THE ADVENTURE OF THE LITTLE ANTIQUARY.
My friend the doctor was a thorough antiquary: a little, rusty, musty Old fellow, always groping among ruins. He relished a building as you Englishmen relish a cheese, the more mouldy and crumbling it was, the more it was to his taste. A shell of an old nameless temple, or the cracked walls of a broken-down amphitheatre, would throw him into raptures; and he took more delight in these crusts and cheese parings of antiquity than in the best-conditioned, modern edifice.
He had taken a maggot into his brain at one time to hunt after the Ancient cities of the Pelasgi which are said to exist to this day among the mountains of the Abruzzi; but the condition of which is strangely unknown to the antiquaries. It is said that he had made a great many valuable notes and memorandums on the subject, which he always carried about with him, either for the purpose of frequent reference, or because he feared the precious documents might fall into the hands of brother antiquaries. He had therefore a large pocket behind, in which he carried them, banging against his rear as he walked.
Be this as it may; happening to pass a few days at Terracina, in the course of his researches, he one day mounted the rocky cliffs which overhang the town, to visit the castle of Theodoric. He was groping about these ruins, towards the hour of sunset, buried in his reflections,—his wits no doubt wool-gathering among the Goths and Romans, when he heard footsteps behind him.
He turned and beheld five or six young fellows, of rough, saucy demeanor, clad in a singular manner, half peasant, half huntsman, with fusils in their hands. Their whole appearance and carriage left him in no doubt into what company he had fallen.

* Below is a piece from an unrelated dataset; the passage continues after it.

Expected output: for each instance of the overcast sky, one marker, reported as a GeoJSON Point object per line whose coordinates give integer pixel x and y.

The doctor was a feeble little man poor, in look and poorer in purse. He had but little money in his pocket; but he had certain valuables, such as an old silver watch, thick as a turnip, with figures on it large enough for a clock, and a set of seals at the end of a steel chain, that dangled half down to his knees; all which were of precious esteem, being family reliques. He had also a seal ring, a veritable antique intaglio, that covered half his knuckles; but what he most valued was, the precious treatise on the Pelasgian cities, which, he would gladly have given all the money in his pocket to have had safe at the bottom of his trunk in Terracina.
However, he plucked up a stout heart; at least as stout a heart as he could, seeing that he was but a puny little man at the hest of times. So he wished the hunters a “buon giorno.” They returned his salutation, giving the old gentleman a sociable slap on the back that made his heart leap into his throat.
They fell into conversation, and walked for some time together among The heights, the doctor wishing them all the while at the bottom of the crater of Vesuvius. At length they came to a small osteria on the mountain, where they proposed to enter and have a cup of wine together. The doctor consented; though he would as soon have been invited to drink hemlock.